Auf zwei Ebenen finden sich neun Werke, die im Zusammenhang mit Marcel Duchamps Gemälde „Schokoladenreibe“ stehen: Da stapeln sich Pralinen-Kugeln von Sonja Alhäuser vor Robert Gobers Tapete „Male and Female Genital Wallpaper“, die ein Muster aus weiblichen und männlichen Geschlechtsteilen zeigt. Und das untere Stockwerk schmücken Schokoladen-Siebdrucke des Amerikaners Ed Ruscha.

„Die Ausstellung ist ein Spiel über künstlerische Urheberschaft“, erklärt Kurator und Künstler Stefan Banz. Denn natürlich sind die Kunstwerke ursprünglich nicht alle im Mini-Format entstanden. Banz und die zweite Ideengeberin der Kunsthalle, Caroline Bachmann, haben als Künstler selbst in die Werke eingegriffen.

Die Pralinen von Alhäuser sind im Original sehr viel größer als echte Pralinen. Banz und Bachmann haben aus der Reproduktion der Künstlerin wiederum ihre eigene Reproduktion geschaffen und die Schoko-Trüffel verkleinert.

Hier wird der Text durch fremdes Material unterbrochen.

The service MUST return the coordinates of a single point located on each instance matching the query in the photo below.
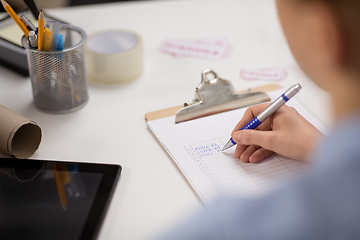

„So können wir eine Ausstellung machen, die in großen Häusern nicht möglich wäre“, sagte Banz. Die Originalwerke auszuleihen sei teilweise unmöglich, andere Werke existierten schon nicht mehr. Die Größe der Mini-Kunsthalle sei also ein Vorteil, so Banz. Und Wolfsburgs Kunstmuseumsdirektor Ralf Beil ergänzt: „Jeder Zentimeter ist wichtig. In dem Moment, in dem man hineinschaut, verliert man den Maßstab und denkt, man sei in einer riesengroßen Halle.“

Auch Duchamp selbst hat seine Werke verkleinert und in anderer Form ausgestellt - deshalb der Name der Kunsthalle. Ein tragbares Künstlermuseum wollte er schaffen, heraus kam die „Schachtel im Koffer“ mit Miniaturwerken. Die Idee eines Guckkastens ist eine Anlehnung an Duchamps letztes Werk, bei dem man die eigentliche Kunst nur durch Löcher in einer Tür betrachten konnte.

Die Mini-Kunsthalle in Wolfsburg wird allerdings nicht tragbar sein, sondern dauerhaft in der Stadt bleiben. Banz und Bachmann haben sie dem Museum geschenkt.